Yes, and I've wanted a reader-controlled solution instead ever
since tags were announced.  Like Mark Smith and Azalais Aranxta,
I've always seen this as a feature most reasonably implemented
by allowing people to subscribe to subsets of someone's journal
based on tags, very similar to what Joshua Kronengold described
tangentially while clarifying a different aspect of WTF-lists
(message-ID <[email protected]>, timestamped
Tue, 13 Jan 2009 15:51:00 -0600, if you want to find the message).
I hadn't worked out an exact syntax to use, but Joshua's is not
inconsistent with what I had in mind:

< What I'd -love- to see here is either whole-journal or
< filter-level constraints that let you limit to or exclude specific
< tags -- so you can watch at loudfriend-meme-quiz rather than the
< entire journal, or gamingfriend+theory to view only posts tagged
< theory (in your journal or in a specific filter).  This would, among
< other things, remove one of the big uses of trust lists, but that's
< cool; it's better to use it this way anyway.  I also think it would be
< useful to be able to express a filter in terms of other filters --
< this filter contains everyone -not- in my comics or close filters, etc.

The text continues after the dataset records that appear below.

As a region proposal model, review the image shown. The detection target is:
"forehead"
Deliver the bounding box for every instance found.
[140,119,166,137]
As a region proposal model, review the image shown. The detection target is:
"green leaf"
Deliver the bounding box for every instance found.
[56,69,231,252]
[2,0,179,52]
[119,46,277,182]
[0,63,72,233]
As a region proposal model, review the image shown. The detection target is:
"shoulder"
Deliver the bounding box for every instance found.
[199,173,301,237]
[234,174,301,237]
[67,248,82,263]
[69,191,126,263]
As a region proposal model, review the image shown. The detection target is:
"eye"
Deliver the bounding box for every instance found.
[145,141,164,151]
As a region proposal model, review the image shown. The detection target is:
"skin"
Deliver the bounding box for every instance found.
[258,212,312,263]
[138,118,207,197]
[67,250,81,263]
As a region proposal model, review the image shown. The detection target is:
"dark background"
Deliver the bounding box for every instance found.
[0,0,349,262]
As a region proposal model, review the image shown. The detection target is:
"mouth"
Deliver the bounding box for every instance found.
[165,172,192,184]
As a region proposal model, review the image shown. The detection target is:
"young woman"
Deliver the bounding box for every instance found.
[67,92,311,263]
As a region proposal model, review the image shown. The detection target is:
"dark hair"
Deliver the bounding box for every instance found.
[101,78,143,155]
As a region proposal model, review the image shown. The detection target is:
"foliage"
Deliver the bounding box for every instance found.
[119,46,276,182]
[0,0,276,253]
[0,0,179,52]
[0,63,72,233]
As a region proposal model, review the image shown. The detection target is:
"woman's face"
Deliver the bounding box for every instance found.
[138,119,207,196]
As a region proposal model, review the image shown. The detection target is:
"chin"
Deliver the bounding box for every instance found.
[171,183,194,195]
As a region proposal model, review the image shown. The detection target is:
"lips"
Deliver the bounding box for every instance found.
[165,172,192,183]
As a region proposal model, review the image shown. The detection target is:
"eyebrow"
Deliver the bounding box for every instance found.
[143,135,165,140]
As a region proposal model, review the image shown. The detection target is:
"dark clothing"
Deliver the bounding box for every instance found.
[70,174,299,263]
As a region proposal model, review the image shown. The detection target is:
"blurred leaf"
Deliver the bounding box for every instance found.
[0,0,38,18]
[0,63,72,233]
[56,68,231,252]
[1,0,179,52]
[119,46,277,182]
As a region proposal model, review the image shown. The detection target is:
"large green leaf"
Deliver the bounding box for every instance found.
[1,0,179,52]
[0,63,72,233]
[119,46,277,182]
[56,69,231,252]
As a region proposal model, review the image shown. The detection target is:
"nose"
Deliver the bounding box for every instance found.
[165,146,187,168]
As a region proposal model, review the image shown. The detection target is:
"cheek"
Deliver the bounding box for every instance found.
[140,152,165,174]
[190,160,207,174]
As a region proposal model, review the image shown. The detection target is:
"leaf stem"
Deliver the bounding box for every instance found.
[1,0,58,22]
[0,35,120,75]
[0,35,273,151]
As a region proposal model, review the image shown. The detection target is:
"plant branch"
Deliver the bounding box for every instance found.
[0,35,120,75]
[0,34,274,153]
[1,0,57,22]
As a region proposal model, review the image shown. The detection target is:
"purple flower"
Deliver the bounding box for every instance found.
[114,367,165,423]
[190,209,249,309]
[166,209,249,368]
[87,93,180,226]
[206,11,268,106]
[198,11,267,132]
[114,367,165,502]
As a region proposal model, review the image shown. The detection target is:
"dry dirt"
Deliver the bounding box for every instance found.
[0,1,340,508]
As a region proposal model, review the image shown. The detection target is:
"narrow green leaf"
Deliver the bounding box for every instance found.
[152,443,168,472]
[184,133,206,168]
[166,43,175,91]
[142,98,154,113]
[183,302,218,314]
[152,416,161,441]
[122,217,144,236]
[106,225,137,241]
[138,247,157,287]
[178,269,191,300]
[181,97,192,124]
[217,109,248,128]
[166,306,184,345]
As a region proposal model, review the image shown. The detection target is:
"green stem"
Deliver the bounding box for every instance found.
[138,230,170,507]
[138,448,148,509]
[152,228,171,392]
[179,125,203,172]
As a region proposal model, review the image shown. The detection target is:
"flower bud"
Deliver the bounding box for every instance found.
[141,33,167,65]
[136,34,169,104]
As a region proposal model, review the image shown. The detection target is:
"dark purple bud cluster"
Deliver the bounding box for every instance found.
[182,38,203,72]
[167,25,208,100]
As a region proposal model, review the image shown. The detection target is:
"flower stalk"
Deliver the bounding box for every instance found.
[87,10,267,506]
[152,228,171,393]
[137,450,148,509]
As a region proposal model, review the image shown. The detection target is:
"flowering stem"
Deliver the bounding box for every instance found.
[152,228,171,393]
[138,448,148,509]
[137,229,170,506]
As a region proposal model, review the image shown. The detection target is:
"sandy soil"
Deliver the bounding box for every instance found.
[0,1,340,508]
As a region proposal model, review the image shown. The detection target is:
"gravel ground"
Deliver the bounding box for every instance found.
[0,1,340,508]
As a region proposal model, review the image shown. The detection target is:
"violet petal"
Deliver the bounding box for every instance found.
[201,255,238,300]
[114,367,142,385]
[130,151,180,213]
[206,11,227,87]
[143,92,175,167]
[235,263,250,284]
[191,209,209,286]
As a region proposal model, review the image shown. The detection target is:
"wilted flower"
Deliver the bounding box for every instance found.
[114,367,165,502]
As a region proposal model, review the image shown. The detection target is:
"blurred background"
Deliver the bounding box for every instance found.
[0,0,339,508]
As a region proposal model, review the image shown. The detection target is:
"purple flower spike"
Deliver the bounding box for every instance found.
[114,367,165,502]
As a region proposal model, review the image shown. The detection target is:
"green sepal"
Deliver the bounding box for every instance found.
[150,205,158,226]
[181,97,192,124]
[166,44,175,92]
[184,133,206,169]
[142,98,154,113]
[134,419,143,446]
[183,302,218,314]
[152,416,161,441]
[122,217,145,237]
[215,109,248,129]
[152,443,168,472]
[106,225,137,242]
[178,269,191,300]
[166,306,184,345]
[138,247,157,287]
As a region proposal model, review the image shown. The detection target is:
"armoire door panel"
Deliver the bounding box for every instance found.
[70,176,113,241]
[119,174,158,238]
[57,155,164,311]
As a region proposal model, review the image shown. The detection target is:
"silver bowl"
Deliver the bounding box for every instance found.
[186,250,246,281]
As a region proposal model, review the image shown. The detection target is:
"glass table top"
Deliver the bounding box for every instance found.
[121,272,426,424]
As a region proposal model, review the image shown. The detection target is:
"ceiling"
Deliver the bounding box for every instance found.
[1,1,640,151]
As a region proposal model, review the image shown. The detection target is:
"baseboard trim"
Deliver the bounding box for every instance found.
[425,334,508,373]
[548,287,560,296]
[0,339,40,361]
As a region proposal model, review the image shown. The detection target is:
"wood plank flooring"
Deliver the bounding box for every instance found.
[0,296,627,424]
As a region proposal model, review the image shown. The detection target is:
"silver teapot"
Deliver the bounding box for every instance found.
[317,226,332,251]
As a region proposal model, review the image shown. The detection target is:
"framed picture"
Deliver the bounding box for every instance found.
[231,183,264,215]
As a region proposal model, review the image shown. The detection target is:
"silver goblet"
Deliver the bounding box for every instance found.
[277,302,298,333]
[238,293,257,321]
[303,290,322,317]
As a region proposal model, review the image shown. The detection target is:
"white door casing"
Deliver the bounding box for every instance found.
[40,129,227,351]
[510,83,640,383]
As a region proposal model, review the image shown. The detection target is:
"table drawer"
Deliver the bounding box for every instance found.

As Joshua described, this could be applied to sub-filters of your
watchlist, so your default filter might include, say, 

        dglenn-long-politics-dream

while your "I'm busy and just skimming" filter could include

        dglenn+qotd+status

and your "I'm reading everything I'm interested in at all" filter
may include

        dglenn-meme


This does put onto authors the responsibility of using tags 
consistently, but your solution similarly requires them to
assign filters for their posts the same way.  Furthermore,
not only does this seem more logically a tags-feature (the
custom filters workaround is just that:  a workaround for the
lack of this capability using tags), it also gets around the
problem of folks who are using these filters _only_ to allow
their friends to opt out of seeing certain classes of entry,
rather than for their own privacy!  If a journalholder has a
"knitting" filter specifically to avoid boring hir non-knitting
friends, with a tag-based solution a reader no longer has to
be on hir trust- (currently friends-) list to see posts that
sie has no other reason to screen than that, about knitting.

Posts that _should_ remain friends-locked can be handled by 
putting them under general friends-lock and tagging them so
that the people permitted to see them can choose whether to
filter them out or not; and any filters that are for the
privacy and/or convenience of the poster rather than opt-in
filters for the convenience of their readers, would still be
handled as custom trust-filters as they are now.  AFAICT,
there's all win and no lose here, doing this with tags, as
long as this doesn't put unexpected strain on the database.

This, really, is exactly what I expected tags to be when they
were first announced, and have been waiting to see ever since.



As long as I'm nattering on about tags, a question:  the 
last time I crawled through the API docs (long after tags
were added, but several months ago by now), I was unable to
find any way for a client to set tags at posting time.
The main reason I _stopped_ using tags was that it was too
much of a PITA to go back in my browser and add tags by
hand after posting using Clive (a nuisance compounded by
my crossposting to multiple sites).  I _think_ I understand
how to add a tag option to Clive if I know the property to
set and its syntax.  Has that been added to the docs yet, 
or does someone who's had their fingers in the code recently
happen to remember seeing what I'm looking for?